Thorntons’ CEO Jonathan Hart has a serious problem on his hands. Thorntons is neither a high-end purveyor of cocoa delights, nor cut-price sweet shop. It’s a mid-market chocolateer, struggling to compete on either price or heritage. The business has been introducing heavy discounts to tempt chocolate lovers looking for cheap treats (hence the profit plunge) but doesn’t have the budget to invest in a campaign to pull in the connoisseurs. Another sticking point is that the relaunch of its website, one of the few areas of the business to see any real growth (online sales are up 5% in the first half), has been delayed until after Easter. That’s right, after the biggest chocolate celebration of the year. And Thorntons can't even blame the economic climate for its troubles: the chain was having problems long before the financial crisis.
Also having a bad week is Peacocks. White knight Alshair Fiyaz has decided to keep his textile billions to himself and pulled out of the bidding, leaving the beleaguered fashion chain with but one suitor: Indian textile and clothing firm S Kumars Nationwide. Peacocks’ 7,000 staff will be awaiting the decision from SKN’s new head honcho Shri Nitin S. Kasiwal with baited breath.
But it’s not all doom and gloom on the high street. Domino’s is having a marvellous year so far. The UK's biggest pizza delivery firm has reported a 14.6% rise in full-year pretax profit to £43.6m (excluding the cost of opening lots of new stores), beating market expectations by a million or so.

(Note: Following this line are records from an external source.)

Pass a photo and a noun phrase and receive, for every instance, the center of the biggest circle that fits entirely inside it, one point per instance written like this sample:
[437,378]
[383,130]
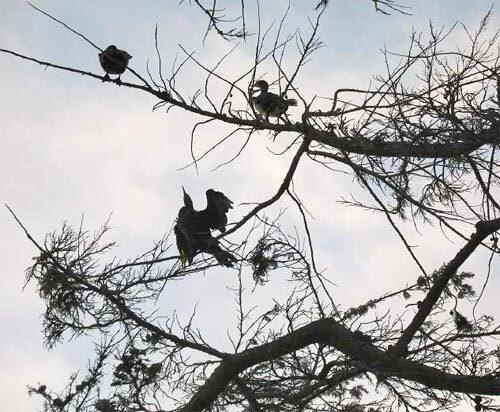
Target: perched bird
[114,61]
[269,104]
[192,231]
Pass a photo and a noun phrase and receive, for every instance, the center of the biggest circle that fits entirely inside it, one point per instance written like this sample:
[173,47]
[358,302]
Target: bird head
[261,85]
[187,199]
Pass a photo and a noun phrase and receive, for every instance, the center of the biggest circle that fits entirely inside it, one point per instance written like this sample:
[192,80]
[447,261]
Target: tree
[421,142]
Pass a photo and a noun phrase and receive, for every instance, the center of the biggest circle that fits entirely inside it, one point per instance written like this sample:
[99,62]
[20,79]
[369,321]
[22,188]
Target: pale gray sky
[71,146]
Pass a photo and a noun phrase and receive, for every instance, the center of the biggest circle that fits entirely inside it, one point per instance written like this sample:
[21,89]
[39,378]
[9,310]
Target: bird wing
[218,205]
[184,236]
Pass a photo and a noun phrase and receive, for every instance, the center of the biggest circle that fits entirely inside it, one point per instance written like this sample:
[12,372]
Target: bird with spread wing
[193,228]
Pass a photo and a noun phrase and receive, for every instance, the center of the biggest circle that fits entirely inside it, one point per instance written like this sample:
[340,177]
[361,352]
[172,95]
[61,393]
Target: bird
[114,61]
[269,104]
[193,228]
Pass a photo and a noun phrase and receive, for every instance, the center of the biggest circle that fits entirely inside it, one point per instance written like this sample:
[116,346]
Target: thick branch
[465,142]
[483,229]
[329,332]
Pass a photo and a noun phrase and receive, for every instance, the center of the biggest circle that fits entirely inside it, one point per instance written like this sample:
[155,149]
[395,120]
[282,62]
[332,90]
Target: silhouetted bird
[269,104]
[192,231]
[114,61]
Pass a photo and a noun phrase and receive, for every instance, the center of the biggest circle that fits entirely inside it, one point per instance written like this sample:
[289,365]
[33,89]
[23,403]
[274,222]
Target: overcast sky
[72,146]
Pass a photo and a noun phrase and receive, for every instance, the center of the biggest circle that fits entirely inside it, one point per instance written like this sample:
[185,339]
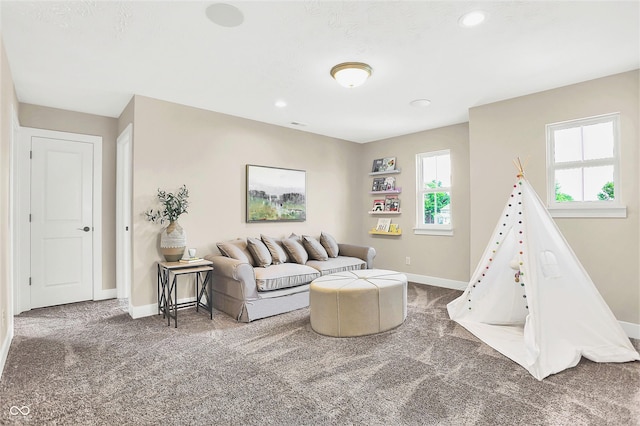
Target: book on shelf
[383,225]
[378,184]
[378,205]
[190,259]
[377,164]
[392,204]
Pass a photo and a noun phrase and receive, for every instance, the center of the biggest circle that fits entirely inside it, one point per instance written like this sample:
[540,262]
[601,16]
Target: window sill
[589,211]
[433,231]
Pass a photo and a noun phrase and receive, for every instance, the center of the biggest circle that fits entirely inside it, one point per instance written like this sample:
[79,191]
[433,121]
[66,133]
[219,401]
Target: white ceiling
[92,56]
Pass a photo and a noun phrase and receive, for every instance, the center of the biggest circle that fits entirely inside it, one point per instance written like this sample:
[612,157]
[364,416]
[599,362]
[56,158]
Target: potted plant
[173,239]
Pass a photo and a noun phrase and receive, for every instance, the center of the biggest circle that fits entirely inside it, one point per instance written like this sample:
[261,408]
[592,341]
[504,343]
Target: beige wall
[88,124]
[8,102]
[175,144]
[502,131]
[433,256]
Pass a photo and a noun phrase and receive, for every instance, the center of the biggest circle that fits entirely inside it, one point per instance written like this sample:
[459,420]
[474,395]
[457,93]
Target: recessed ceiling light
[472,19]
[351,74]
[225,15]
[420,103]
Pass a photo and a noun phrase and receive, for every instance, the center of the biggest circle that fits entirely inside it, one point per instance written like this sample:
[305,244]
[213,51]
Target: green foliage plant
[172,206]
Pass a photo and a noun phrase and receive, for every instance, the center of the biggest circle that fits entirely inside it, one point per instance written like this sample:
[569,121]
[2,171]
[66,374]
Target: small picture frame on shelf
[378,205]
[392,204]
[389,184]
[383,225]
[377,165]
[378,184]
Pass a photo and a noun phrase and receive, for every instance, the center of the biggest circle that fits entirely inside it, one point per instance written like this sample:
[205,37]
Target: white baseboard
[152,309]
[632,330]
[437,282]
[110,293]
[4,349]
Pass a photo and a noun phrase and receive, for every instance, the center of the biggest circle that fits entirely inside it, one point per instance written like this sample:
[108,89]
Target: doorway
[59,191]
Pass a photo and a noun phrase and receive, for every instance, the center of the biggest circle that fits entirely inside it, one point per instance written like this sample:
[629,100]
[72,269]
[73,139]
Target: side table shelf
[168,273]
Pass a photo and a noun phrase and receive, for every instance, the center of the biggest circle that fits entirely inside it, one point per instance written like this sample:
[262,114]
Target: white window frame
[430,229]
[596,208]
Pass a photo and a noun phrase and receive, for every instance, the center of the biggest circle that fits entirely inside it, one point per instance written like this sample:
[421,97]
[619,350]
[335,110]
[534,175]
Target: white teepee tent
[531,299]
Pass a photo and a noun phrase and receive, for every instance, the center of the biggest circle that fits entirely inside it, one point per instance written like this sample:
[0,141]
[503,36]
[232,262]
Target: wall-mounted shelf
[374,232]
[390,191]
[385,172]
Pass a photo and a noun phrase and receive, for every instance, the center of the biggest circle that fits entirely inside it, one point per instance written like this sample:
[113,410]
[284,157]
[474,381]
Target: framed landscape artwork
[275,194]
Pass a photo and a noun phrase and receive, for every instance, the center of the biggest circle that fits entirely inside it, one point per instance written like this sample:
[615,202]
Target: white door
[61,221]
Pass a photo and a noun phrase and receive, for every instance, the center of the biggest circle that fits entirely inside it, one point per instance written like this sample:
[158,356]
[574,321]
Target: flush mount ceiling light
[472,19]
[351,74]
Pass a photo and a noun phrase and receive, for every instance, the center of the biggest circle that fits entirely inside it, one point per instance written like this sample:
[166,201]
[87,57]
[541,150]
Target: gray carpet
[91,364]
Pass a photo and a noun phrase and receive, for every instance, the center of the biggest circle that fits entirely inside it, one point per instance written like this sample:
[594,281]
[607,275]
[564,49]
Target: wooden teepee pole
[520,167]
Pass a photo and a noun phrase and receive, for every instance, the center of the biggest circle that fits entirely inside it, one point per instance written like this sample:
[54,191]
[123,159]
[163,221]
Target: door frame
[22,258]
[124,188]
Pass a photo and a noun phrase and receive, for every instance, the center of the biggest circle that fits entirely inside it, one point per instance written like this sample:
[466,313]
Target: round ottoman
[357,303]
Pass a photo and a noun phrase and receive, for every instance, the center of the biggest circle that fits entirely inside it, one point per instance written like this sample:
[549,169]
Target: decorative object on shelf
[377,165]
[275,194]
[351,74]
[378,184]
[388,164]
[389,184]
[173,239]
[378,206]
[392,204]
[383,225]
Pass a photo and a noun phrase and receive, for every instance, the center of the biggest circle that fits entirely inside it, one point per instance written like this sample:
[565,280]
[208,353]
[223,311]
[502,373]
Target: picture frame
[383,225]
[378,206]
[377,165]
[275,194]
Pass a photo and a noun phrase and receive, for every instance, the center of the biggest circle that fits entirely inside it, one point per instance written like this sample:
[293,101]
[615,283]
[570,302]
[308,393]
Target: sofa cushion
[260,252]
[330,244]
[337,264]
[295,250]
[278,255]
[236,249]
[314,248]
[284,275]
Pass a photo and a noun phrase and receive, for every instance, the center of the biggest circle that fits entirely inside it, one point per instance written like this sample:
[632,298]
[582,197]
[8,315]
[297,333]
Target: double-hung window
[433,195]
[583,168]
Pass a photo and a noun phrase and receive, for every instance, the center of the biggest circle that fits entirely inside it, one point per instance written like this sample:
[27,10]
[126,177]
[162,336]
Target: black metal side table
[168,273]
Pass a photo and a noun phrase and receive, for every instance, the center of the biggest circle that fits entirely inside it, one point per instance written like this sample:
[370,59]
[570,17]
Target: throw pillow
[295,250]
[330,244]
[259,251]
[278,255]
[314,248]
[236,249]
[298,238]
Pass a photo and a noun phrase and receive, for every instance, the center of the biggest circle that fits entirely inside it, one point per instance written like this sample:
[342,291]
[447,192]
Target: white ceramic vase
[173,242]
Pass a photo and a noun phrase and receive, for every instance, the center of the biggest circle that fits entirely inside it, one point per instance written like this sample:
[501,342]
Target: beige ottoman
[357,303]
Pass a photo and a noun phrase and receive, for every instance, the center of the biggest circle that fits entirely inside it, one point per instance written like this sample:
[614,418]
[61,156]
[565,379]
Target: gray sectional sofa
[255,278]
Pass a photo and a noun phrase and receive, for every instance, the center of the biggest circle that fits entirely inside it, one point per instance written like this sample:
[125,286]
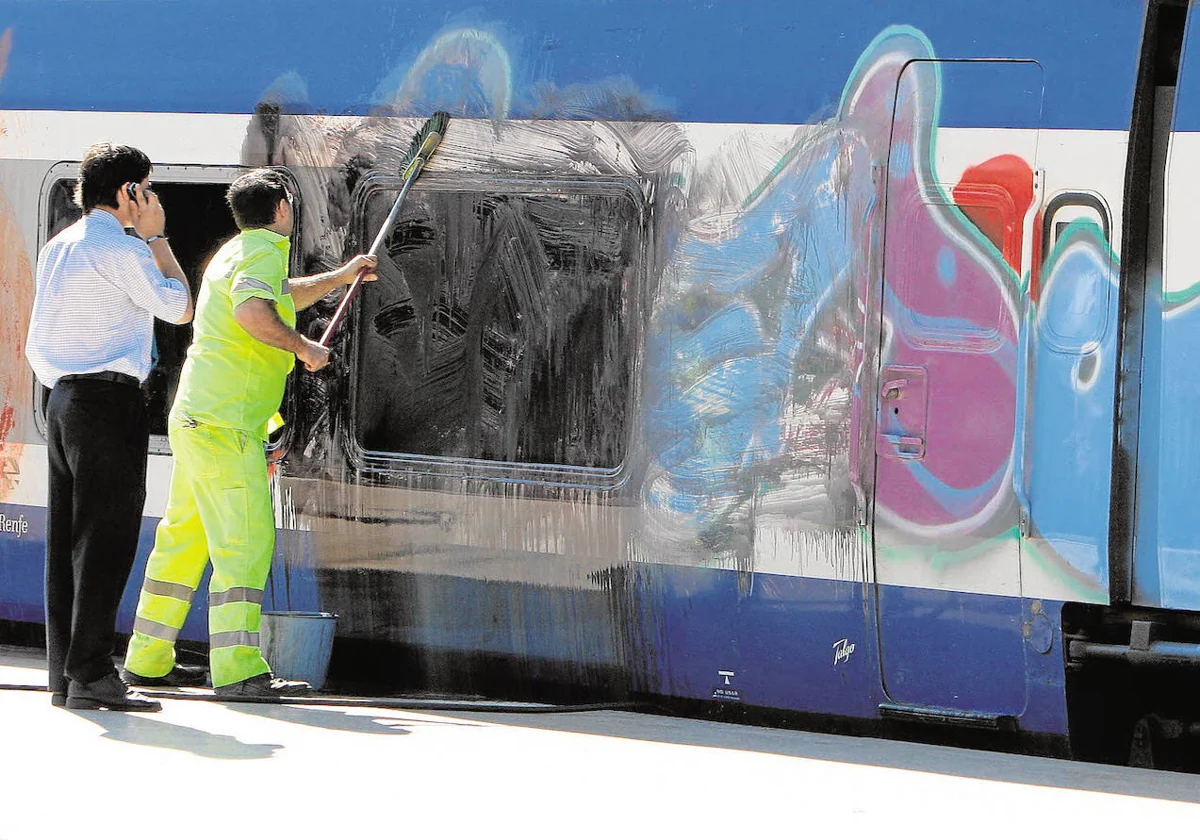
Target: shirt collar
[270,237]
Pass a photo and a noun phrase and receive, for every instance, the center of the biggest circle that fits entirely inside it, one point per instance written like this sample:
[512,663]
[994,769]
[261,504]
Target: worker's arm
[307,291]
[259,318]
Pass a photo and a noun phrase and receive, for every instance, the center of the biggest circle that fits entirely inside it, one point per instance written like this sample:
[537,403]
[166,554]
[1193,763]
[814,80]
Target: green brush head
[425,142]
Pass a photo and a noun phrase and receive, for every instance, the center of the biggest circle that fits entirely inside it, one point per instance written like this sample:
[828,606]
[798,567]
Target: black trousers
[97,435]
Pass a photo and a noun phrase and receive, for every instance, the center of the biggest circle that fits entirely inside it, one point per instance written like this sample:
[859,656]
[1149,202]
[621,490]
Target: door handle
[905,444]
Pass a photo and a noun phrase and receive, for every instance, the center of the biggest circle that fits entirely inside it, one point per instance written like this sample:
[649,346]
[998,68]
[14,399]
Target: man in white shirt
[97,294]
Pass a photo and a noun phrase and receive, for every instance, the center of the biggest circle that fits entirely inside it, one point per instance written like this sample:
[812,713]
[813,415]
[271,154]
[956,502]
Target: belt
[103,376]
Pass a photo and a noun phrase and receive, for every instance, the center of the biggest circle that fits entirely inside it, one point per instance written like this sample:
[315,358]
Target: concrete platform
[204,769]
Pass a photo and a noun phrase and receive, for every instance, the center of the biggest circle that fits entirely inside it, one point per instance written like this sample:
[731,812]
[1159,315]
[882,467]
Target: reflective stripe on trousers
[220,510]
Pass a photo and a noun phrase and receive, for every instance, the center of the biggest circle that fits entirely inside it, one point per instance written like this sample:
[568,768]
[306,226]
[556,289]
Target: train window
[198,221]
[499,328]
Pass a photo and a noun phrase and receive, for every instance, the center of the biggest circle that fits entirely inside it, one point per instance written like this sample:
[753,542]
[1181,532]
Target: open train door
[946,526]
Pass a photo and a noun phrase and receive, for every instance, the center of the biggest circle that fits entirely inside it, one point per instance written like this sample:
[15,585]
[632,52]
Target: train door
[1167,549]
[959,191]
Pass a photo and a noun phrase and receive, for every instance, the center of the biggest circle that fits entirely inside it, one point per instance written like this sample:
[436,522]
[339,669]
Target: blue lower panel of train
[768,641]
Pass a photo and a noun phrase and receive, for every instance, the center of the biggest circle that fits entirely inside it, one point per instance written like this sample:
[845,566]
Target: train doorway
[959,208]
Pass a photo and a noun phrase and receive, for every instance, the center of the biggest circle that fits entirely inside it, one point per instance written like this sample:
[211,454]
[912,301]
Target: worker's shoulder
[247,249]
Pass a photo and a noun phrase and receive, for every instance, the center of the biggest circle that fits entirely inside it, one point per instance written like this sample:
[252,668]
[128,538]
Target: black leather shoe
[264,685]
[179,676]
[108,693]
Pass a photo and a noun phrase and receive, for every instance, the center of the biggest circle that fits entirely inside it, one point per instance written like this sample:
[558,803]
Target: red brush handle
[342,309]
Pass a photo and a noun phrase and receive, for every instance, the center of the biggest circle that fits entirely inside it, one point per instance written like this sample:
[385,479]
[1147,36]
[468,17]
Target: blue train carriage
[786,357]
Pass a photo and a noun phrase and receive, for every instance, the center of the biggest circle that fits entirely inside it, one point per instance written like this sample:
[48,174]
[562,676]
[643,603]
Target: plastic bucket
[298,645]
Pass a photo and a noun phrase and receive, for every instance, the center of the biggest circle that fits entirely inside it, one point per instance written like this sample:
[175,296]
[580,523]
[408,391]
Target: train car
[828,359]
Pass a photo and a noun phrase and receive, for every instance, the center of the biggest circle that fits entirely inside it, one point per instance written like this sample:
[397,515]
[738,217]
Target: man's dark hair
[105,169]
[255,197]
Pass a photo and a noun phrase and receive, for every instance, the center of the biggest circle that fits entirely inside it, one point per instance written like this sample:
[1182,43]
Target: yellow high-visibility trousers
[220,510]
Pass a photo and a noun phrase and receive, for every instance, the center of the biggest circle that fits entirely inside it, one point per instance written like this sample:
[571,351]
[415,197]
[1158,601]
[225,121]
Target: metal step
[943,717]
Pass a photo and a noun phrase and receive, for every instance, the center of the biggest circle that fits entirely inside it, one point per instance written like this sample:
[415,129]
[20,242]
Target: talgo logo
[841,651]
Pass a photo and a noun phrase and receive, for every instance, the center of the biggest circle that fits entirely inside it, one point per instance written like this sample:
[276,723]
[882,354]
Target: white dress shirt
[99,292]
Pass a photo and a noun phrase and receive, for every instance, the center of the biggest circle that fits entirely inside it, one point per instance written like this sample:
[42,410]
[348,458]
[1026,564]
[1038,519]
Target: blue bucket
[298,645]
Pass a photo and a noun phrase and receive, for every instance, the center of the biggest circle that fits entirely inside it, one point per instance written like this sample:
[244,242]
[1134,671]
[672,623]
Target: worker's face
[286,216]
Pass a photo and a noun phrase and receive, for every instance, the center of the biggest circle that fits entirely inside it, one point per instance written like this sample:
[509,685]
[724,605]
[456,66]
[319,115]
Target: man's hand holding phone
[149,217]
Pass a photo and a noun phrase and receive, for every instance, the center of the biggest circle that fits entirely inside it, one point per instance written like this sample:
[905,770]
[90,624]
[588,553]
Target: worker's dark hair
[105,169]
[255,197]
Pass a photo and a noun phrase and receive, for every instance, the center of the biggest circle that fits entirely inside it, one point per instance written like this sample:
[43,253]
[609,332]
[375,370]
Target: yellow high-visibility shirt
[231,378]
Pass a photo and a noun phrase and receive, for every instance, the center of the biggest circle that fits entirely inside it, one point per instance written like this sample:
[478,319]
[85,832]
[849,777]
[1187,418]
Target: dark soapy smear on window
[497,329]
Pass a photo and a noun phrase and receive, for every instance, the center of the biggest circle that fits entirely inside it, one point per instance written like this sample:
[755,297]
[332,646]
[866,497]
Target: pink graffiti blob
[949,303]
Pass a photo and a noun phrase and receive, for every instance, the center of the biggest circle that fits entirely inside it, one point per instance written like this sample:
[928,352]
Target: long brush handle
[343,306]
[432,133]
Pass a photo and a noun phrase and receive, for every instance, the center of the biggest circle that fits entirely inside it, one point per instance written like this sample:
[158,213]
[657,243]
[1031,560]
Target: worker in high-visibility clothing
[220,509]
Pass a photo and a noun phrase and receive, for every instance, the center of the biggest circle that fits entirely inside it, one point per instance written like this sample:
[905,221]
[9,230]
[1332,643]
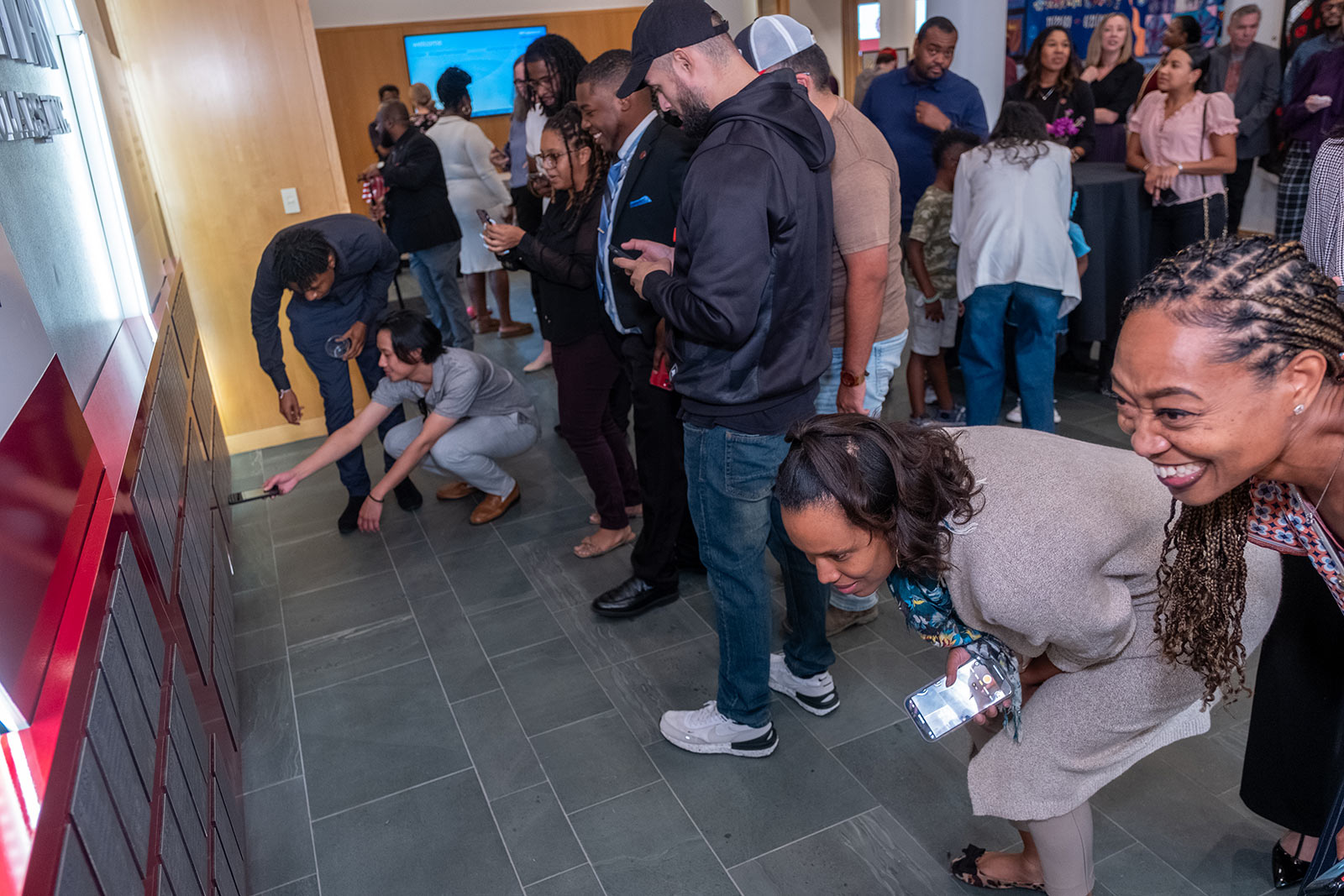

Domino’s isn’t just making loads of bread (literally and metaphorically), it’s also expanding faster than a warm doughball. The company opened 62 new shops last year, bringing the total to 726. Online sales are also hotting up, bringing in 43% more dosh last year to hit £183.1m.
Sporting goods retailer Sports Direct is today’s other high street winner. Presumably because people are working off all that pizza at the gym… Third-quarter profits rose 10% to £184.4m, up from £167.3m, a year ago. And Q3 total sales crept up by 9% to hit £453.8m. Most of the growth has come from online sales (take note Thorntons), and chief executive Dave Forsey reckons that Sports Direct should reach its EBITDA target of £215m for the year next quarter. Good news for owner Mike Ashley, who’s in for a healthy divi (which, in turn, is good news for Newcastle United).
And that’s all for today’s MT retail round-up. We’ll bring your more high street winners and losers as the results come in.